Mar 31, 2007 08:03 AM
Diane Bell, Hilton Head Real Estate, Bluffton
Charter 1 Real Estate, Hilton Head, Bluffton, SC - Hilton Head Island, SC
Typically, I wouldn't use that type of advertising unless my seller authorized it and many times they do.  Good for thought.
Mar 31, 2007 08:30 AM
Joan Snodgrass
Midamerica Referral Network - Kimberling City, MO
Did you say you were a lawyer or a psychologist?  Guess good negotiating requires both skills.
Mar 31, 2007 08:54 AM
Wayne B. Pruner
Oregon First - Tigard, OR
Tigard Oregon Homes for Sale, Realtor, GRI
Those phrases are one of my pet peeves and the sign of an amateur. My buyers always take advantage of those phrases. Just lower the price and use the saved words to describe the property in its best light.
Mar 31, 2007 09:22 AM
Bryant Tutas
Tutas Towne Realty, Inc and Garden Views Realty, LLC - Winter Garden, FL
Selling Florida one home at a time

Steve, I am in total agreement with you. My pet peeve is negatives in the ads or MLS i.e chandelier doesn't convey, fountain doesn't stay, stove will be switched etc etc.....please just remove these items before you place the home on the market. Reading things like this is a HUGE turn off. We haven't even started negotiating yet and the seller is taking stuff away. Not good. IMO negotiations start at time of presentation. Present the listing properly and you may reap the rewards. Present it wrong and your seller WILL pay. 

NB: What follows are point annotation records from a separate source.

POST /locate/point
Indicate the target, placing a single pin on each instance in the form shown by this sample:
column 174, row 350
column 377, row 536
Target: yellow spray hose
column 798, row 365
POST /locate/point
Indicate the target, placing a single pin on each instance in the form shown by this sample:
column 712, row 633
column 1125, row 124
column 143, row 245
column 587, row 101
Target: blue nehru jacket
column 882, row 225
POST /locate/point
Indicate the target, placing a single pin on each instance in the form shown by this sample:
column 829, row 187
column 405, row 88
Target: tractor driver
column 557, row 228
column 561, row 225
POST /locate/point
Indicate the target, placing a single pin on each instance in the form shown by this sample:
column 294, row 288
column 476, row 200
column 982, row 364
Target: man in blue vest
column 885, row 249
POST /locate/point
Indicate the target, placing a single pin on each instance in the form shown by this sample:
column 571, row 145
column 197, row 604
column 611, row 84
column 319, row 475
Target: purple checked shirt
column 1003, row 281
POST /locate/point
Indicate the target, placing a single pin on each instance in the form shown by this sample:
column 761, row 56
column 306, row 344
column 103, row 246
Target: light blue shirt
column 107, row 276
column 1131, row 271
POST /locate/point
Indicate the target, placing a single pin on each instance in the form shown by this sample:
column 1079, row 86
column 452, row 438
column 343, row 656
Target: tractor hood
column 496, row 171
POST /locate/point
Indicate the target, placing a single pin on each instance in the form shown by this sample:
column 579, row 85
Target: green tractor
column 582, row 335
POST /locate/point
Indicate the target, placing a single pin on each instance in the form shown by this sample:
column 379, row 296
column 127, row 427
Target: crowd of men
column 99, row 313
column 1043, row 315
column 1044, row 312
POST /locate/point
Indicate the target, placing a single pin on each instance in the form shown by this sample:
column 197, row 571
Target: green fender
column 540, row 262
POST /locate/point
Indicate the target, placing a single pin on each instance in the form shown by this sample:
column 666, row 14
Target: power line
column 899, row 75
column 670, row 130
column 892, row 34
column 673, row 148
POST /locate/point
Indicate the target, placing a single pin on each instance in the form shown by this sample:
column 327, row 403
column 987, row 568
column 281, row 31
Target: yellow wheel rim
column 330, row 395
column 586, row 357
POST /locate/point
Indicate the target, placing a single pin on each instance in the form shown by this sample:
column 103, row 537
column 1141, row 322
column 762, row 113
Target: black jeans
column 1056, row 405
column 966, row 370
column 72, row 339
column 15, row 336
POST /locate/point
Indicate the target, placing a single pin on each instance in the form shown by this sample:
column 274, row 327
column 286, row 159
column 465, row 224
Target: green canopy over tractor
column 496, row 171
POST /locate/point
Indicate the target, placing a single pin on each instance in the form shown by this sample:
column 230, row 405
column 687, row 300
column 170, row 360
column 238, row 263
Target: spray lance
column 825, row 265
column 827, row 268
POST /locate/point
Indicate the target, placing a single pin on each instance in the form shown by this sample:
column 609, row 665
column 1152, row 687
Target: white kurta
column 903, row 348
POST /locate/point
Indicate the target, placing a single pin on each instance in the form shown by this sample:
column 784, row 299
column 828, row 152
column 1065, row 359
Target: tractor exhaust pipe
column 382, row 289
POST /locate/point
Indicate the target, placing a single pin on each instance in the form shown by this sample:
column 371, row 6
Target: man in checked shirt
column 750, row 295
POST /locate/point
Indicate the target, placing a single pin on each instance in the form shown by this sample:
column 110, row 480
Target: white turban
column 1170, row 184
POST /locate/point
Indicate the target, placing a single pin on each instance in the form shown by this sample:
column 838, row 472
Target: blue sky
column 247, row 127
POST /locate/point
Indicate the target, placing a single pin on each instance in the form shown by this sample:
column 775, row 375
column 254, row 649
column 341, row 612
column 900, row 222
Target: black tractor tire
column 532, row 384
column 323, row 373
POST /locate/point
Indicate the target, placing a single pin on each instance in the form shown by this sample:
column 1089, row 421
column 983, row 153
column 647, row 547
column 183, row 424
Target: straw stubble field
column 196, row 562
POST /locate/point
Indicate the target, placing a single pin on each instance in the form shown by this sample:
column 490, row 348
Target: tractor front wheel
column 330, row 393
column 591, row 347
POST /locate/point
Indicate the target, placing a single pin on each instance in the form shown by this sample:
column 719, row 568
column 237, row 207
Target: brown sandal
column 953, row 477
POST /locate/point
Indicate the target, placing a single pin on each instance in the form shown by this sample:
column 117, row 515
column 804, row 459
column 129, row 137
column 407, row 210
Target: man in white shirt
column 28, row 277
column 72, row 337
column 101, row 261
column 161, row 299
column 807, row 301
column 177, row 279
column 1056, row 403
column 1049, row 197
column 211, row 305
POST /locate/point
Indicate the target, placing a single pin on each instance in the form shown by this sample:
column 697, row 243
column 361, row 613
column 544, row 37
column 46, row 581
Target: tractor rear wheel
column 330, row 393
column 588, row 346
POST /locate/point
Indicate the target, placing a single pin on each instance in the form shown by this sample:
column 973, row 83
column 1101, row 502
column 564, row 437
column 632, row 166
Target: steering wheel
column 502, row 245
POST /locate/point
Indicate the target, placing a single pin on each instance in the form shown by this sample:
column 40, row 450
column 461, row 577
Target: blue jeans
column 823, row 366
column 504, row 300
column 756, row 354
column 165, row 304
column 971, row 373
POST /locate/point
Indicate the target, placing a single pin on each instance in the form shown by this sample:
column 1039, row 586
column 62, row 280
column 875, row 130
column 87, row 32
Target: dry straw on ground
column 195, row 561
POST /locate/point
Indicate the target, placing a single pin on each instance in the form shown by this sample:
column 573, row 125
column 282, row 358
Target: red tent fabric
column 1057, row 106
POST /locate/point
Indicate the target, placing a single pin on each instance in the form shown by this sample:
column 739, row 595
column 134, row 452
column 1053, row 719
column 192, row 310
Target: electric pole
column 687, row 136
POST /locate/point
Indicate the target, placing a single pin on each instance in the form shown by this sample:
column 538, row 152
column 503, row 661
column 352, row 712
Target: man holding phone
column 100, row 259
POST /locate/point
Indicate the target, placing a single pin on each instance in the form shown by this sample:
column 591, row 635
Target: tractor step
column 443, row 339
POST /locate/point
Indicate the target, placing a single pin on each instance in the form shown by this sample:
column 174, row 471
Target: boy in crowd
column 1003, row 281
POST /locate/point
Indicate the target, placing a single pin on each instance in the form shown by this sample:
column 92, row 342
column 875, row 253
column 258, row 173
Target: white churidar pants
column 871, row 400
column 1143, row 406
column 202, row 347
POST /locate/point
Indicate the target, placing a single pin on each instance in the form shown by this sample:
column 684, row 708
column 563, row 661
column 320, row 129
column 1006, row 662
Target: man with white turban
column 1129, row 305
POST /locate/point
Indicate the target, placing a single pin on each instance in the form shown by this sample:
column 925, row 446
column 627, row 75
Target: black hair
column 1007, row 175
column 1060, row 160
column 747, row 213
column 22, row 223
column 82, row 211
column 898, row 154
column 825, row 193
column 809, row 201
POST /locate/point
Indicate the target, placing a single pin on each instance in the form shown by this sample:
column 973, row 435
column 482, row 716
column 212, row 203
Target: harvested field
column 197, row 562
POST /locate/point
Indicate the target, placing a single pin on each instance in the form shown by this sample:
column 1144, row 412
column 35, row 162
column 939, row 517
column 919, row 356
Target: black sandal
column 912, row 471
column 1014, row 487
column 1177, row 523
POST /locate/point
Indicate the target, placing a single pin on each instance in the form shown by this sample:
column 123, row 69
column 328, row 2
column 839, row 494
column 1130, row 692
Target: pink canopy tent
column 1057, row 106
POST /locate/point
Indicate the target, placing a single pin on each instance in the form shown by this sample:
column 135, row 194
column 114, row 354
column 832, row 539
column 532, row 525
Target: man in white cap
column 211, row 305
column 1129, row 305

You are also correct that negotiations are a form of communication. It's not rocket science but it does require skill AND listening. If you listen well enough the offer will tell you what the offerers hot points are and it's not always price. Pay attention.

Mar 31, 2007 09:39 AM
"The Lovely Wife" (Broker Bryantnulls Wife) The One And Only TLW.
President-Tutas Towne Realty, Inc. - Kissimmee, FL


Excellent post. Really excellent :)

Since Blog Boy (Broker Bryant) has already spoken my mind...Can I ask you for legal advice? :)

Sorry. It's April Fools. Almost. I'm having a terrible time trying to be serious. Hey. At least I tried :)

I thought you would rather have a comment than a lurker. Right? Thought so :)


Mar 31, 2007 10:04 AM
Steven Holcomb
Keller Williams Realty - Plano, TX
Esq. - BBA, JD, GRI
Thanks for the nice comment...and I would be happy to provide legal advice for the low, low price of $250 per hour or my lifetime purchase agreement of only $500,000 (which includes free monthly updates of your legal risk on cute handwritten note cards and a once a year Drew Rosenhaus - Terrell Owens agent - type rant where I lie on national TV about how great you are and that every problem in your life was caused by others).
Mar 31, 2007 10:29 AM
"The Lovely Wife" (Broker Bryantnulls Wife) The One And Only TLW.
President-Tutas Towne Realty, Inc. - Kissimmee, FL

Thank you for that laugh on line.

RotFlat (rolling on the floor laughing at that) 

What happens if I already know how great I am? LOL. You don't have to answer that. You're expensive :)


Mar 31, 2007 10:39 AM
Darren Kittleson
Keller Williams Realty - Madison, WI

Great post!  I agree that price is the ultimate negotiating tool.  Quite often I believe a weak agent using the phrases you mention instead of just being open, honest and direct with their client.  Oh, yeah that also requires that the agent must know the market as well.  That's one of my pet peeves.  Just because one has a license doesn't make one an expert in the local market.  That's OK but you better do you homework before you have a pricing dialogue with a Seller.  I'm amazed at how many agents never preview property when they should be learning a neighborhood. 

Thanks for the wisdom on a fool's day!